Une peur pas si irrationnelle?

Alors d’où vient cette peur qui envahit l’Elysée et la majorité à chaque sondage où la popularité s’affiche en baisse? Par exemple avec ce sondage BVA pour L’Express et la presse quotidienne régionale dans lequel Hollande sombre à seulement 26% d’opinions positives, record d’impopularité pur un président de la Ve république (si l’on omet les 16% de «confiance» à l’égard de Jacques Chirac, selon Sofres qui ne mesurait pas exactement la même donnée).

Une panique accentuée et répétée à l’infini avec la multiplication des instituts de sondages qui crée un effet grossissant. «Une dizaine d’instituts publient maintenant des baromètres de popularité. Lorsqu’il y a une tendance à la baisse, que vous perdez 5 points, cette chute a lieu chez tous les instituts et à chaque fois, cela fait une dépêche.
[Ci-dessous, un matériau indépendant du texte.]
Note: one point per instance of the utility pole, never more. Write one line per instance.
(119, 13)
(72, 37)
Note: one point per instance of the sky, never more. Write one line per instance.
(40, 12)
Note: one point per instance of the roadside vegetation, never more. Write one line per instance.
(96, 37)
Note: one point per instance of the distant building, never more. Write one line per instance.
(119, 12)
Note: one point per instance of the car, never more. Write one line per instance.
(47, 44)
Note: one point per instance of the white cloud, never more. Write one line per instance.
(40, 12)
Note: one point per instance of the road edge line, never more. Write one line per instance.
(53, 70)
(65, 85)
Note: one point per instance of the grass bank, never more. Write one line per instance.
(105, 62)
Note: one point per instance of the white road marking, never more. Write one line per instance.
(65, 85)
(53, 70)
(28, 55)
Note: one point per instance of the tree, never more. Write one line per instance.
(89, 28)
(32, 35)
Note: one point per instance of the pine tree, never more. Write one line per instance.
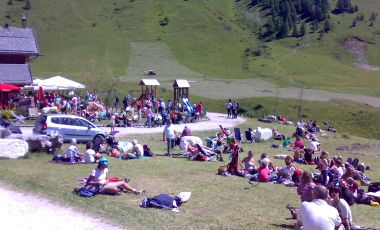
(353, 23)
(344, 6)
(321, 36)
(27, 5)
(295, 31)
(327, 26)
(314, 26)
(303, 29)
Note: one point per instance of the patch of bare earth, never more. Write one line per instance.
(358, 47)
(20, 210)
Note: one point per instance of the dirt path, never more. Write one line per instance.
(213, 122)
(359, 48)
(19, 210)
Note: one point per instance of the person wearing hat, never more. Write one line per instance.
(186, 131)
(99, 177)
(72, 152)
(136, 152)
(168, 136)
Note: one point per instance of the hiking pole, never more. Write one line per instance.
(252, 184)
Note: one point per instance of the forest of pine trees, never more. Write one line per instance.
(287, 17)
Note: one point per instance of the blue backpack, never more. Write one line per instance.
(87, 191)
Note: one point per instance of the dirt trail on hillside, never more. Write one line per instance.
(20, 210)
(359, 48)
(248, 88)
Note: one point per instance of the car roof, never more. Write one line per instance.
(60, 115)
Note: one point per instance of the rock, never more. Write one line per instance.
(263, 134)
(39, 143)
(13, 148)
(4, 132)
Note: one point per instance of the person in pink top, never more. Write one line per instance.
(305, 189)
(264, 172)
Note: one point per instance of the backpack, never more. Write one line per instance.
(348, 196)
(161, 201)
(232, 167)
(374, 187)
(87, 191)
(148, 152)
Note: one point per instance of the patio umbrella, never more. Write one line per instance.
(40, 94)
(9, 88)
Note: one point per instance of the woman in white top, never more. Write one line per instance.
(90, 155)
(99, 176)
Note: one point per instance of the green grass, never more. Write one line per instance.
(92, 40)
(216, 202)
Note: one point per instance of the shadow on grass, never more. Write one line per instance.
(288, 226)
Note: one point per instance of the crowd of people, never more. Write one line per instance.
(325, 195)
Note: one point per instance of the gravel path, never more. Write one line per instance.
(213, 122)
(19, 210)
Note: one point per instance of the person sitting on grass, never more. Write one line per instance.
(136, 152)
(318, 214)
(90, 156)
(99, 177)
(264, 172)
(72, 152)
(354, 174)
(249, 164)
(305, 189)
(342, 206)
(287, 171)
(286, 143)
Il y a une redondance qui donne l’impression que vous perdez 50 points», décrypte Jérôme Sainte-Marie, président de PollingVox et ancien de chez CSA.

Il y a des raisons rationnelles à l’inquiétude de l’Elysée. Car si l’impopularité n’a pas de conséquence institutionnelle, elle a des effets politiques importants. D’abord sur la cohésion de la majorité. «L’impopularité d’un chef crée des doutes et une corrosion des solidarités politiques au pouvoir», estime Jérôme Sainte-Marie. Impossible de les lier directement à l’impopularité de Hollande mais les frondes se multiplient. Depuis septembre, les parlementaires PS n’hésitent plus en off à viser l’Elysée (ou son cabinet). Le Premier secrétaire du PS, Harlem Désir, est lui aussi monté au front pour désavouer la décision de Hollande au sujet de Leonarda, ce qui va coûter son poste à son directeur de cabinet.
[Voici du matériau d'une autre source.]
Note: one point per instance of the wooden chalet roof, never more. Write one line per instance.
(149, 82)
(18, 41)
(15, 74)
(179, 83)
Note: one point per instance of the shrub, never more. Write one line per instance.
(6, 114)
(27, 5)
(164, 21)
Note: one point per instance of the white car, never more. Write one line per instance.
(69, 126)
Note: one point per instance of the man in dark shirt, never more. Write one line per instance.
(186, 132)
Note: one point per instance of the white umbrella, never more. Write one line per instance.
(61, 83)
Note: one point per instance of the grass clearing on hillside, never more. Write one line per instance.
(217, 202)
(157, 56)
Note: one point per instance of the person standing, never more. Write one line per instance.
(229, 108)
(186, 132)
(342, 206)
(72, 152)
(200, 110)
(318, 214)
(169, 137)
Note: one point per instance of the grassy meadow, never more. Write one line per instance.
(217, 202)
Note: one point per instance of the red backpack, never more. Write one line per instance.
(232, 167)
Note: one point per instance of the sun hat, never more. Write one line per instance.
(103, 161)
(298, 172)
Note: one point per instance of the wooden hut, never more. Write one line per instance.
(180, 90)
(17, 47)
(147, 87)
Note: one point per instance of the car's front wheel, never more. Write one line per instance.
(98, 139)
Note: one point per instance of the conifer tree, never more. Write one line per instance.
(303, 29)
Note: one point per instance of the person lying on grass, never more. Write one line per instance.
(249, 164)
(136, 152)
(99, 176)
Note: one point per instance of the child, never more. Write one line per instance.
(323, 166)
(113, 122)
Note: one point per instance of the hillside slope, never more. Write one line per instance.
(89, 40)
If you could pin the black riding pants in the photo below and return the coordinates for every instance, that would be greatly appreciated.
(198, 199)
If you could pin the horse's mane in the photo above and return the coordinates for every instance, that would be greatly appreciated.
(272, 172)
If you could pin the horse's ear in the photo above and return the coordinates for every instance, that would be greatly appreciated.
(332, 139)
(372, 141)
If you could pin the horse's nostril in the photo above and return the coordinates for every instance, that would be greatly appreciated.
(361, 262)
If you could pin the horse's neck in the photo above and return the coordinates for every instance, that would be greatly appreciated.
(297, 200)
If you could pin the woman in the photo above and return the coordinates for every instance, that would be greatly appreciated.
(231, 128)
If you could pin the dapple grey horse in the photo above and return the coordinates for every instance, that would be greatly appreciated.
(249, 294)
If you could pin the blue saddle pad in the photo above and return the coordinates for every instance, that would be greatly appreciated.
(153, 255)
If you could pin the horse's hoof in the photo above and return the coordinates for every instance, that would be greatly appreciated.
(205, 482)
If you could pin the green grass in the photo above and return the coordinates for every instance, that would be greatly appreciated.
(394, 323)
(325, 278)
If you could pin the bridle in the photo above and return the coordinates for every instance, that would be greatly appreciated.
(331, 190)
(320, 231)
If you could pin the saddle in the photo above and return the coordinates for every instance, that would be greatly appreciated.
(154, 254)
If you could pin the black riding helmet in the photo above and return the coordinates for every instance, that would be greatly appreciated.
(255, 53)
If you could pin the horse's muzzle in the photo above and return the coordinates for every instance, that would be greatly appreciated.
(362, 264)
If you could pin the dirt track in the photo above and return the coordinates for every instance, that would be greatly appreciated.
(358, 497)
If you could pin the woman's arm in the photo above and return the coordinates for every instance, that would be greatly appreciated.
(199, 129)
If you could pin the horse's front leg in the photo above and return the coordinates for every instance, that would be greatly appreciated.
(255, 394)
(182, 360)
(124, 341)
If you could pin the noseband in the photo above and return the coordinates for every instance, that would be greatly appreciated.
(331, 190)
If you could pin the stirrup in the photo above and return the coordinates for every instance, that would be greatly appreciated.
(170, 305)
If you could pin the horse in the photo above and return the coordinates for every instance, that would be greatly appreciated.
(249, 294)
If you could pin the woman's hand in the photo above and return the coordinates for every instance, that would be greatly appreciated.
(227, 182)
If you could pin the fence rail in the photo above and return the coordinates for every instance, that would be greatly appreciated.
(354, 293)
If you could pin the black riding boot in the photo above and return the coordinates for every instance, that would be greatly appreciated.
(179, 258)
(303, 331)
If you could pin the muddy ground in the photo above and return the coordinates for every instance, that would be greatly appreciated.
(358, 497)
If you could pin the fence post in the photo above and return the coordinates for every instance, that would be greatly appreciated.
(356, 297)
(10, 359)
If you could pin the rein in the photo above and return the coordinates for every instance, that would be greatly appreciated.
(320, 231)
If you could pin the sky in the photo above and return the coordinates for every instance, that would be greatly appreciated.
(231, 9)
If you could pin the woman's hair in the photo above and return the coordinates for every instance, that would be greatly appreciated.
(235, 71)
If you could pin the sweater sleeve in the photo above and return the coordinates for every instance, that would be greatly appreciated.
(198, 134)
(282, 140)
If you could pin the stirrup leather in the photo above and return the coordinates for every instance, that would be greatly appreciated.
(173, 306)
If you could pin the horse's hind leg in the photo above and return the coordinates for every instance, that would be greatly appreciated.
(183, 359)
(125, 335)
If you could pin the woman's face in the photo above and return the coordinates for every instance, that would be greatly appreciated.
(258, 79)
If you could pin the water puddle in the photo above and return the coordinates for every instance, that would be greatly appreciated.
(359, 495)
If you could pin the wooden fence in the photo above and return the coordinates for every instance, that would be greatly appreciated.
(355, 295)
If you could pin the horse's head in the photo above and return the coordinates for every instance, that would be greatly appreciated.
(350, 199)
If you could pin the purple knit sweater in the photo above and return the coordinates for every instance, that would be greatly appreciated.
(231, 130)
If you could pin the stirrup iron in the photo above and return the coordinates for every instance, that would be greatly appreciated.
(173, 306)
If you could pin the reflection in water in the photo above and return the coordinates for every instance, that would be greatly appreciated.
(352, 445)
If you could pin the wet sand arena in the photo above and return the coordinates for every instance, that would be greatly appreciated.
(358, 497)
Panique avant les élections

L’impopularité de Hollande inquiète d’autant plus les députés que les élections intermédiaires se rapprochent. Sur le terrain, les parlementaires disent ressentir sur le terrain de la défiance à l’égard du locataire de l’Elysée. «Cela décroche fort, surtout au niveau de notre sociologie électorale», détaille un responsable du groupe PS.

Directement liés au président, les parlementaires se sentent entraînés dans la chute de l'exécutif. «Avec le quinquennat, le Premier ministre ne protège plus le président de la République. Le travail législatif dépend de l’action du Président et tout le monde est de fait solidaire. Avec l’impopularité, il y a une crainte de la surabstention des électeurs qui étaient favorables à la majorité», poursuit Jérôme Sainte-Marie. Dans le sondage BVA, seulement 51% de ceux qui avaient voté Hollande au second tour de 2012 ont encore une opinion positive de lui.

Un autre déséquilibre politique menace. Au niveau du gouvernement, l’impopularité du Président est en effet accentuée par la réussite de Manuel Valls (58% d’opinions positives, personnalité politique préférée des Français). «La réussite de Manuel Valls peut signifier que si Ayrault et Hollande s’y prenaient autrement, ils pourraient être populaires. Alors que ce n’est pas aussi simple, puisque Valls n’a pas à assumer la courbe du chômage», analyse Sainte-Marie.

Jusqu’où cela peut-il aller?

Mais la plus grande inquiétude de l’entourage de Hollande est que cette défiance s’accentue à cause d’un effet d’entraînement. «Finalement, l’impopularité crée de l’impopularité. Elle altère les commentaires des journalistes, des gens», décrypte le président de PollingVox. Et en se pourrissant, le contexte peut devenir explosif. Et l’impopularité changer de nature, une donnée mesurée par les sondeurs lorsqu’ils affinent les questions. Une impopularité créée par le dédain étant moins dangereuse qu’une défiance créée par le rejet.